The development and evaluation of PSMA targeted therapeutic and imaging agents

Abstract

Prostate cancer (PCa) is a significant health concern, particularly in its advanced stages when metastasis occurs, causing immense suffering for patients. Prostate specific membrane antigen (PSMA) is overexpressed on the surface of PCa cells and its expression is associated with disease progression. The use of PSMA targeting peptides, notably the glutamate-urea-lysine (Glu-Urea-Lys) sequence, has been investigated for the delivery of anticancer agents, radioisotopes, and monoclonal antibodies (mAb) to PCa lesions; however, PSMA remained less utilized for targeted immunotherapy. Gamma-delta T cells (γδ T cells) are crucial immune cells that defend against pathogens and have potential in anti-tumour applications. Activation and expansion of γδ T cells ex vivo can be achieved by nitrogen-containing bisphosphates (N-BP). The use of N-BPs in targeted delivery strategies is limited and requires further work to improve pharmacokinetic (PK) and pharmacodynamic (PD) properties.
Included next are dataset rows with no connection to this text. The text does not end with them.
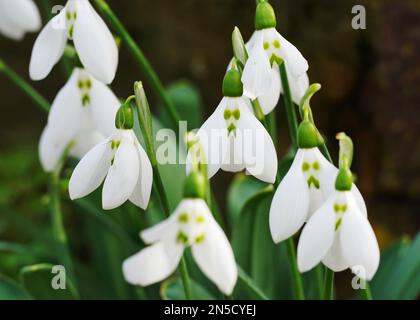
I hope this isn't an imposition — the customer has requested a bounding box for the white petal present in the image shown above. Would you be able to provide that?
[237,101,278,183]
[322,232,349,272]
[258,64,281,114]
[129,142,153,209]
[73,0,118,84]
[187,98,227,179]
[277,32,309,78]
[102,139,140,210]
[270,149,309,243]
[123,242,184,287]
[340,193,380,280]
[90,77,121,137]
[38,125,67,172]
[192,204,238,295]
[29,10,67,80]
[69,142,112,200]
[242,32,272,100]
[297,196,335,272]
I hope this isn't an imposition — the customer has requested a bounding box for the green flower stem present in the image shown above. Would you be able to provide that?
[237,265,270,300]
[49,143,80,298]
[41,0,73,78]
[280,62,305,300]
[95,0,180,127]
[0,59,50,112]
[323,268,334,300]
[280,62,298,149]
[286,237,305,300]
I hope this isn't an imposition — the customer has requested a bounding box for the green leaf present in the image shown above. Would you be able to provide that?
[371,233,420,300]
[160,277,216,300]
[20,263,77,300]
[160,80,203,130]
[0,275,32,300]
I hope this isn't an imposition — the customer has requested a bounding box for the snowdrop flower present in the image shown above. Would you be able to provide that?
[242,2,309,114]
[0,0,41,40]
[29,0,118,84]
[298,134,380,280]
[269,119,366,243]
[39,68,120,172]
[123,171,237,295]
[69,102,153,210]
[187,70,277,183]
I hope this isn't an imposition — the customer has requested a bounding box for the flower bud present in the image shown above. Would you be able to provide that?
[115,102,134,130]
[298,120,324,149]
[222,70,243,97]
[255,1,277,30]
[335,168,353,191]
[184,171,207,199]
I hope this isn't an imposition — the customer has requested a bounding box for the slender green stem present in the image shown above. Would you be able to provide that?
[361,281,372,300]
[237,265,270,300]
[286,237,305,300]
[95,0,180,127]
[323,268,334,300]
[0,59,50,112]
[49,144,79,297]
[280,62,298,149]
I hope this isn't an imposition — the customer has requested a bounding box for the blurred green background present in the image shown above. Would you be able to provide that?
[0,0,420,298]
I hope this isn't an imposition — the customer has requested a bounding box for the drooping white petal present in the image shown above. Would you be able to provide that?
[29,9,67,80]
[48,69,83,144]
[297,196,335,272]
[276,31,309,78]
[237,103,278,183]
[242,31,272,100]
[192,202,238,295]
[340,192,380,280]
[123,242,184,287]
[269,149,309,243]
[90,77,121,137]
[258,63,280,115]
[102,137,140,210]
[69,141,112,200]
[187,98,227,179]
[129,142,153,209]
[322,229,349,272]
[38,125,66,172]
[73,0,118,84]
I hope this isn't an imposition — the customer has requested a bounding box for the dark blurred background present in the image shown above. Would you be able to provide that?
[0,0,420,300]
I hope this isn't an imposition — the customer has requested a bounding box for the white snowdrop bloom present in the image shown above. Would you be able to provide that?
[298,178,380,280]
[242,2,309,114]
[187,70,277,183]
[39,68,120,172]
[123,198,237,295]
[69,129,153,210]
[29,0,118,84]
[269,121,367,243]
[0,0,41,40]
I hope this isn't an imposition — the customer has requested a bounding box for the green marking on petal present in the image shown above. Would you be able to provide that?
[228,123,236,135]
[263,42,270,50]
[195,233,206,244]
[302,162,311,172]
[176,231,188,244]
[308,176,319,189]
[82,93,90,106]
[178,212,190,223]
[335,218,343,231]
[232,109,241,120]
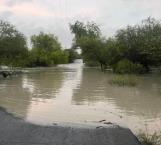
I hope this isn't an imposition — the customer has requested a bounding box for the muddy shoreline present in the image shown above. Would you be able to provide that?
[0,108,140,145]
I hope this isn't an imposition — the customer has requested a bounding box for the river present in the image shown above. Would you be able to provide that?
[0,61,161,132]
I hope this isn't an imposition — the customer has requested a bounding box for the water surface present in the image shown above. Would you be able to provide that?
[0,60,161,132]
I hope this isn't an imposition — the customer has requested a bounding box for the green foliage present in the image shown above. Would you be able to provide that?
[113,59,145,74]
[65,49,81,63]
[116,17,161,71]
[138,133,161,145]
[31,32,61,51]
[70,17,161,73]
[109,75,138,87]
[30,32,68,66]
[70,21,106,68]
[51,50,68,64]
[0,20,28,66]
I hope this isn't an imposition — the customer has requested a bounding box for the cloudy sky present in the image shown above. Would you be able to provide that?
[0,0,161,47]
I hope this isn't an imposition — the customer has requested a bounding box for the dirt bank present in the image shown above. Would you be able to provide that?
[0,108,140,145]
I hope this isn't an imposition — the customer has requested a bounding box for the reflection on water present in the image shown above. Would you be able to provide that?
[0,59,161,131]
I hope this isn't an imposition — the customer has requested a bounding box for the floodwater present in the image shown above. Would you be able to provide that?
[0,61,161,132]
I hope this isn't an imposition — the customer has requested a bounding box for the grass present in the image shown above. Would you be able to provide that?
[137,133,161,145]
[109,75,137,87]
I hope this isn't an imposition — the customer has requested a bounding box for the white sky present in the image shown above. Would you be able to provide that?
[0,0,161,47]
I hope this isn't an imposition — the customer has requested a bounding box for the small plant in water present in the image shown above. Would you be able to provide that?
[109,75,137,86]
[138,133,161,145]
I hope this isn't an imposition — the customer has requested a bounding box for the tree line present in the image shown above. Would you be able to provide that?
[0,20,80,67]
[70,17,161,73]
[0,17,161,73]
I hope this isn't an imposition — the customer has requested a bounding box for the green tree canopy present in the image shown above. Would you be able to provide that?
[0,20,28,65]
[31,32,61,51]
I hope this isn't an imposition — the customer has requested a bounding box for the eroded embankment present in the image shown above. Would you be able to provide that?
[0,108,140,145]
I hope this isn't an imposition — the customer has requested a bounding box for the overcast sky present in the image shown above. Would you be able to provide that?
[0,0,161,47]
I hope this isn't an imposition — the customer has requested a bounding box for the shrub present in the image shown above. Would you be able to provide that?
[109,75,137,86]
[113,59,145,74]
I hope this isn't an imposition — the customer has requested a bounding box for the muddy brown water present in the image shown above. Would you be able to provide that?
[0,60,161,132]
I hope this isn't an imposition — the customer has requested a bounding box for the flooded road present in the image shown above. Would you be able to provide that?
[0,60,161,132]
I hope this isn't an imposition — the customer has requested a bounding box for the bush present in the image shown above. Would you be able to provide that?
[113,59,145,74]
[109,75,137,86]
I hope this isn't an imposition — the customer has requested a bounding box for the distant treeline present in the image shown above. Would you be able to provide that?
[0,20,80,67]
[70,17,161,73]
[0,17,161,73]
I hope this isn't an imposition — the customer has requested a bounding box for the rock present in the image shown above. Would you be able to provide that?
[0,109,141,145]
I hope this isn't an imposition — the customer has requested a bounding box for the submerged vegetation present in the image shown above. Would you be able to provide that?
[0,17,161,74]
[70,17,161,73]
[138,133,161,145]
[0,20,79,67]
[109,75,138,87]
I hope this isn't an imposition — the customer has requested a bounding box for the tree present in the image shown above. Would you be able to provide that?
[0,20,28,66]
[116,17,161,71]
[31,32,61,51]
[31,32,68,66]
[70,21,107,69]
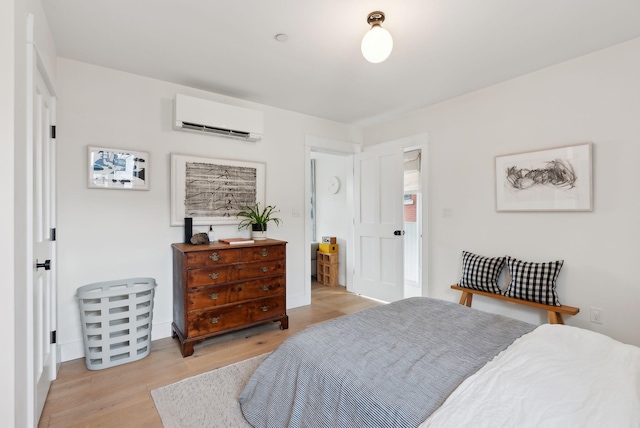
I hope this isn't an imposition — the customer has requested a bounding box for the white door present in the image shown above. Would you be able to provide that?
[353,146,404,302]
[27,34,57,423]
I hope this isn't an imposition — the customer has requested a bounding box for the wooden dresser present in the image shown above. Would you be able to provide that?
[171,239,289,357]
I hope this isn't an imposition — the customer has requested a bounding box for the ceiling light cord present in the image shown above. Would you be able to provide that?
[360,11,393,64]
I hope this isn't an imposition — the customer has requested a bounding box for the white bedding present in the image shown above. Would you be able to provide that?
[420,324,640,428]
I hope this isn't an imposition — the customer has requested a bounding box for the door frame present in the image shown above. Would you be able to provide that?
[300,135,361,306]
[16,14,60,427]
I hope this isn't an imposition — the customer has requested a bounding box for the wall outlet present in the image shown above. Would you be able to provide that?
[591,306,604,324]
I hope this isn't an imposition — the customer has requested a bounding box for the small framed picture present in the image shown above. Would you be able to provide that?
[495,143,593,211]
[88,146,149,190]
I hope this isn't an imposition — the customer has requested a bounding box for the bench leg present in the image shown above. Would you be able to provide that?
[547,311,564,324]
[460,291,473,307]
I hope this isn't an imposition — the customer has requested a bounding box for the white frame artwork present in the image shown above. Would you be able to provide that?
[171,153,266,226]
[495,143,593,211]
[87,146,149,190]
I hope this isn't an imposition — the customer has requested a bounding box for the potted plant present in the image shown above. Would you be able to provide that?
[236,202,282,240]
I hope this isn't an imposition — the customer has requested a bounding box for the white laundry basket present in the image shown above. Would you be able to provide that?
[77,278,157,370]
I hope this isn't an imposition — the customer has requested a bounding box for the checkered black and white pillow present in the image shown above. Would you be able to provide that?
[504,256,564,306]
[458,251,504,294]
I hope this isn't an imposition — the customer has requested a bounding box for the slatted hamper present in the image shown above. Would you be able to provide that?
[77,278,157,370]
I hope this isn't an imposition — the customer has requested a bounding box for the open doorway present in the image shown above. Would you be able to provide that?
[404,149,422,298]
[310,151,352,286]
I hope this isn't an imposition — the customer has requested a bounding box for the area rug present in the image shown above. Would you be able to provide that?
[151,353,269,428]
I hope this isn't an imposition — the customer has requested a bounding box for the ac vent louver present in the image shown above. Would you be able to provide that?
[182,122,251,140]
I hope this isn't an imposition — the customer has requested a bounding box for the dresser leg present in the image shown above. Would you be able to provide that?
[180,342,194,358]
[276,315,289,330]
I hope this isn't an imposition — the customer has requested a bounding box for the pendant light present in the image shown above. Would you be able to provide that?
[360,11,393,64]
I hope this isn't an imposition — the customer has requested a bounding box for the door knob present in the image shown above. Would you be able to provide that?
[36,259,51,270]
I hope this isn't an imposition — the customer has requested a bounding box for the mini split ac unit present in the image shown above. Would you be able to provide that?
[173,94,264,141]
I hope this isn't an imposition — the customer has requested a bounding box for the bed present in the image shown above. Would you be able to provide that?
[239,297,640,427]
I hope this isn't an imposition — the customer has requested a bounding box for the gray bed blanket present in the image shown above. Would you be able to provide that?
[239,297,535,428]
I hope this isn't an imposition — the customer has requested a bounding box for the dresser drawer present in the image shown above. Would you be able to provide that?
[187,248,242,269]
[186,285,239,312]
[238,275,285,300]
[242,245,286,262]
[187,304,249,337]
[247,295,286,322]
[238,260,284,279]
[187,265,238,288]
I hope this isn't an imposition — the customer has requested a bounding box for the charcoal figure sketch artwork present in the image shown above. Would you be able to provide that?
[505,159,578,190]
[184,162,257,217]
[495,143,593,211]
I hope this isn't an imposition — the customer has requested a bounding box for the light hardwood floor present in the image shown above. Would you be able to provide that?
[38,283,380,428]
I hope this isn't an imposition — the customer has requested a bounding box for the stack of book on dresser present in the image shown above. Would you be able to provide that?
[218,238,254,245]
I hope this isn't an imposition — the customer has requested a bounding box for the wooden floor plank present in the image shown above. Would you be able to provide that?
[38,282,380,428]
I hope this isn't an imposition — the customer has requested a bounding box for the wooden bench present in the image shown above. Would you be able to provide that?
[451,285,580,324]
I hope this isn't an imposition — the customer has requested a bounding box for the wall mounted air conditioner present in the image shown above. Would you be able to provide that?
[173,94,264,141]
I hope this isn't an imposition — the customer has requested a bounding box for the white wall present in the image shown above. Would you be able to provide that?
[364,39,640,345]
[311,152,352,285]
[58,59,361,361]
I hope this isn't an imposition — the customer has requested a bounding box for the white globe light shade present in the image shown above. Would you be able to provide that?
[360,25,393,64]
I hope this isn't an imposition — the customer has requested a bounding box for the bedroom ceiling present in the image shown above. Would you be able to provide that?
[42,0,640,126]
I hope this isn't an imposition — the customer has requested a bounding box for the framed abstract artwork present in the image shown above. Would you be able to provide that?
[171,153,266,226]
[88,146,149,190]
[495,143,593,211]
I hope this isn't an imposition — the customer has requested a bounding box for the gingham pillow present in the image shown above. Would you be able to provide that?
[504,256,564,306]
[458,251,504,294]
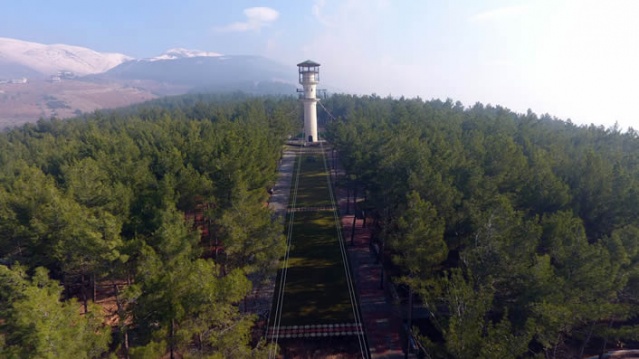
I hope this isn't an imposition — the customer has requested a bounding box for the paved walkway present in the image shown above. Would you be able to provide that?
[268,151,295,219]
[335,150,404,359]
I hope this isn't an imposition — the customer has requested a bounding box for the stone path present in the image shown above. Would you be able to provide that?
[335,150,404,359]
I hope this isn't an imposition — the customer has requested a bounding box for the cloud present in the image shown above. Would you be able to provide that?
[216,7,280,32]
[470,5,527,22]
[312,0,333,26]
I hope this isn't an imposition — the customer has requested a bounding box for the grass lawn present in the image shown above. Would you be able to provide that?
[278,211,354,325]
[295,154,331,207]
[273,154,354,325]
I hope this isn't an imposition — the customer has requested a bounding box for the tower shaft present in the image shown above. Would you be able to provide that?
[297,60,320,142]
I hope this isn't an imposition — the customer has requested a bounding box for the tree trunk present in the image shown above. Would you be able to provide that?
[579,321,595,358]
[404,285,413,359]
[169,319,175,359]
[91,273,98,303]
[113,282,129,359]
[80,274,89,314]
[351,215,357,246]
[599,318,614,359]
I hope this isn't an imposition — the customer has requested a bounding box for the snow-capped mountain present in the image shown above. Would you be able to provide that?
[0,37,132,76]
[144,48,222,61]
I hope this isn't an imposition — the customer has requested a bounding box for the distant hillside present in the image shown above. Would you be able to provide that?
[0,37,297,128]
[0,37,132,77]
[95,56,295,89]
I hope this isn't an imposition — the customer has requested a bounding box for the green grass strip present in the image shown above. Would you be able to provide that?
[275,154,354,325]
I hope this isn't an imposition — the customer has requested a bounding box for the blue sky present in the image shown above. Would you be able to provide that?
[0,0,639,129]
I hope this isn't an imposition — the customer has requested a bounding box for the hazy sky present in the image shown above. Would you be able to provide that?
[0,0,639,129]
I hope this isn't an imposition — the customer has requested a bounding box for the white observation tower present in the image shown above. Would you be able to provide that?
[297,60,320,142]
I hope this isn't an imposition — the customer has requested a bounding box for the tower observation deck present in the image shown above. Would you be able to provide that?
[297,60,320,142]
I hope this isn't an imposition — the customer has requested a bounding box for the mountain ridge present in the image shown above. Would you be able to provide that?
[0,37,297,128]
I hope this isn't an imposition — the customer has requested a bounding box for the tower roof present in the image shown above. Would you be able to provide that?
[297,60,320,67]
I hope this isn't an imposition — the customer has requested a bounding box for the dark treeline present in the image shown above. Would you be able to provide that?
[0,95,299,358]
[324,95,639,358]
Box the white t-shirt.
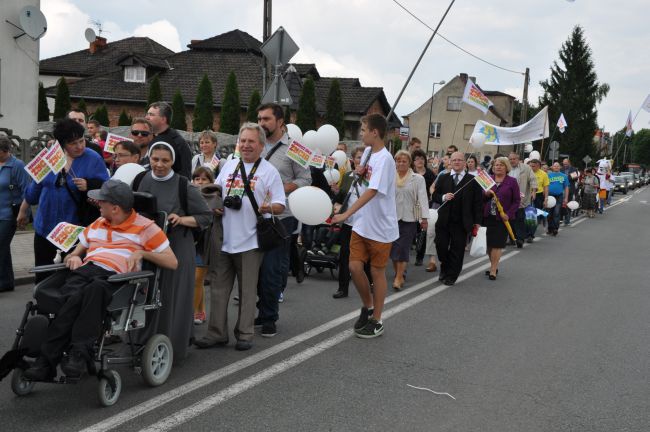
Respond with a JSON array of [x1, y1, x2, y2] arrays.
[[215, 158, 285, 253], [352, 147, 399, 243]]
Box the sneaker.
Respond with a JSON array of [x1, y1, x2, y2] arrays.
[[354, 318, 384, 339], [261, 322, 278, 337]]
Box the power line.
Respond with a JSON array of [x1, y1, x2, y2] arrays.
[[393, 0, 525, 75]]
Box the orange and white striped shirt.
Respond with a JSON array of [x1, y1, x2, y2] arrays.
[[79, 210, 169, 273]]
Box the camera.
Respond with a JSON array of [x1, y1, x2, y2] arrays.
[[223, 195, 241, 210]]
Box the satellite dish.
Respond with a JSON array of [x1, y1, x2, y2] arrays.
[[18, 6, 47, 40], [84, 27, 97, 43]]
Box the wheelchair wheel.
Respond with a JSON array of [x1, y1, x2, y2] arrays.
[[11, 368, 36, 396], [97, 369, 122, 406], [140, 334, 174, 387]]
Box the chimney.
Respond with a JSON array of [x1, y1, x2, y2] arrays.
[[88, 36, 106, 54]]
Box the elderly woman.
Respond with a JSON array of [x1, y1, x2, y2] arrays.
[[483, 156, 521, 280], [133, 141, 212, 363], [23, 118, 108, 282], [390, 150, 429, 290], [0, 135, 29, 292], [195, 123, 285, 351]]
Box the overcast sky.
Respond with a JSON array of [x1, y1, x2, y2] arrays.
[[41, 0, 650, 130]]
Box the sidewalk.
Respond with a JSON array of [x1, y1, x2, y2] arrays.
[[11, 231, 34, 286]]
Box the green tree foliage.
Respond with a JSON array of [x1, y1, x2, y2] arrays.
[[37, 82, 50, 121], [296, 76, 318, 133], [539, 26, 609, 164], [325, 79, 345, 139], [147, 74, 163, 106], [54, 77, 72, 121], [219, 72, 241, 135], [169, 89, 187, 131], [246, 90, 262, 123]]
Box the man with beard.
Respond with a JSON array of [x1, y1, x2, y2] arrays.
[[255, 103, 311, 337]]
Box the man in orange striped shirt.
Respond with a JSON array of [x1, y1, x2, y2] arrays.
[[24, 180, 178, 381]]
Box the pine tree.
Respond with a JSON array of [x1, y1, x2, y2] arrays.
[[169, 89, 187, 131], [539, 26, 609, 161], [219, 72, 241, 135], [325, 79, 345, 139], [53, 77, 72, 121], [147, 74, 162, 106], [37, 82, 50, 121], [296, 76, 318, 132], [246, 90, 262, 123]]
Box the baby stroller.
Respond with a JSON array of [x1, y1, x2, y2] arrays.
[[0, 192, 173, 406]]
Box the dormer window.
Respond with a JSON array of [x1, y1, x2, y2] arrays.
[[124, 66, 147, 83]]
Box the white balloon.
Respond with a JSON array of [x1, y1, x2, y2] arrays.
[[469, 132, 487, 148], [302, 130, 320, 150], [566, 201, 580, 210], [289, 186, 332, 225], [287, 123, 302, 142], [111, 163, 144, 186], [318, 124, 339, 154], [323, 169, 341, 184], [546, 196, 557, 208]]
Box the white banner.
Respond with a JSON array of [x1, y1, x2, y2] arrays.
[[472, 107, 548, 145]]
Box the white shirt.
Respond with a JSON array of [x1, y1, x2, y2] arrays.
[[352, 147, 399, 243], [215, 158, 285, 254]]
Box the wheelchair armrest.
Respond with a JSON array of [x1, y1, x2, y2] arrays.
[[29, 263, 67, 273], [107, 270, 154, 283]]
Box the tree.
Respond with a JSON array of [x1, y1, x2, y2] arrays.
[[192, 74, 214, 132], [325, 79, 345, 139], [147, 74, 162, 106], [37, 82, 50, 121], [169, 89, 187, 131], [296, 76, 318, 132], [53, 77, 72, 121], [219, 72, 241, 135], [93, 104, 110, 127], [539, 26, 609, 164], [246, 90, 262, 123]]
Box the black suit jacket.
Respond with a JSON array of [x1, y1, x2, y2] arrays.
[[433, 173, 483, 232]]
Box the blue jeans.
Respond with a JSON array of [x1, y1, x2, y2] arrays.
[[0, 219, 16, 291], [257, 217, 298, 322]]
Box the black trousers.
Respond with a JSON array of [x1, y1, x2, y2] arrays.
[[41, 264, 117, 366], [435, 222, 468, 281]]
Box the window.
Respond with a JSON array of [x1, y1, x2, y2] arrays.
[[447, 96, 463, 111], [124, 66, 147, 83], [429, 123, 442, 138]]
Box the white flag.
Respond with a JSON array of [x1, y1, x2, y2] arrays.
[[557, 113, 568, 133]]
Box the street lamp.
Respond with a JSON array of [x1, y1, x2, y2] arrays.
[[427, 80, 445, 157]]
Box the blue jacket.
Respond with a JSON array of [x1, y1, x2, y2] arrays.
[[25, 148, 108, 237]]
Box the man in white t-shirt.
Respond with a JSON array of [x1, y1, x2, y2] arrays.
[[332, 114, 399, 339], [195, 123, 285, 351]]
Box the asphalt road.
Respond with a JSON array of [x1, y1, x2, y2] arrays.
[[0, 188, 650, 432]]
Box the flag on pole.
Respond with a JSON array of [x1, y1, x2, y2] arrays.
[[625, 110, 633, 137], [463, 79, 494, 114], [557, 113, 568, 133]]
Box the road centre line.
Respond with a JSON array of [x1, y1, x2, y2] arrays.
[[140, 251, 521, 432]]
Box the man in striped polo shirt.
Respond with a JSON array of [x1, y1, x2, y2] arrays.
[[24, 180, 178, 381]]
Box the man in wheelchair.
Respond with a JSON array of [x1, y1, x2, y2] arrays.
[[24, 180, 178, 381]]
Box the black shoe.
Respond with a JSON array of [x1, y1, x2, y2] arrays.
[[235, 341, 253, 351], [194, 337, 228, 349], [260, 322, 278, 344], [23, 357, 56, 381]]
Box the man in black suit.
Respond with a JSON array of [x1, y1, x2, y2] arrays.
[[433, 152, 483, 285]]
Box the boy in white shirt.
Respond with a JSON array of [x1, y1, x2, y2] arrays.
[[332, 114, 399, 339]]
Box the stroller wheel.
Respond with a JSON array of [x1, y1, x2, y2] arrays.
[[140, 334, 174, 387], [97, 369, 122, 406], [11, 368, 36, 396]]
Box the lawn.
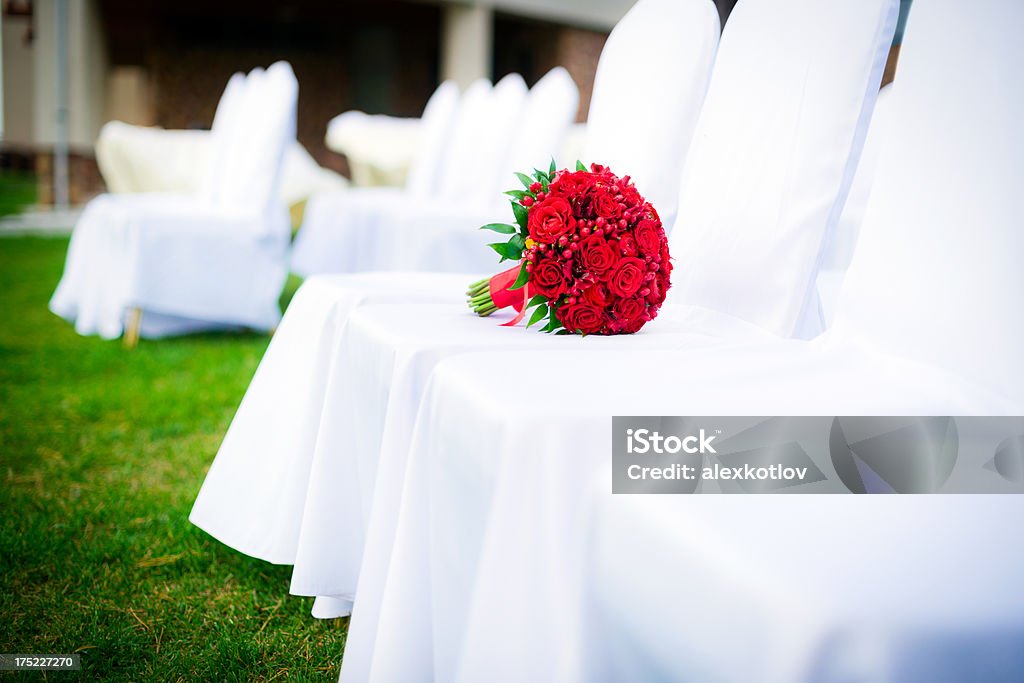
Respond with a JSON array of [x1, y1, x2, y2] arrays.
[[0, 238, 346, 681]]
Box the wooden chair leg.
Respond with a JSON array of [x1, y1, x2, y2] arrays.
[[124, 308, 142, 348]]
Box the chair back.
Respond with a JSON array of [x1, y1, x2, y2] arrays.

Zoledronic acid (ZA) is a potent N-BP that has been widely used in treating metastatic bone cancer and in the study of γδ T cell expansion; however, ZA has unfavorable PK and PD properties, side effects, and limited structural features for modification, thus efforts are required in its development. In this project, PSMA-targeted BP were investigated to develop PCa specific immunotherapies. This included the development of a conjugatable ZA derivative with efficacy in expanding γδ T cell populations. To aid cell uptake, prodrug strategies utilizing the cleavable pivaloyloxymethyl (POM) group were investigated. A lead compound was selected to conjugate with a PSMA-targeted peptide which employed the conjugation chemistry developed in this project. In addition, a novel PSMA targeted radiopharmaceutical labelled using 19F/18F SuFEx isotopic exchange chemistry was developed and evaluated, showing PSMA specific in vivo uptake. This included a fully automated radiosynthesis using the GE FASTLab™ cassette-based platform, providing radioconjugate in a 25.0 ± 2.6% radiochemical yield (decay corrected).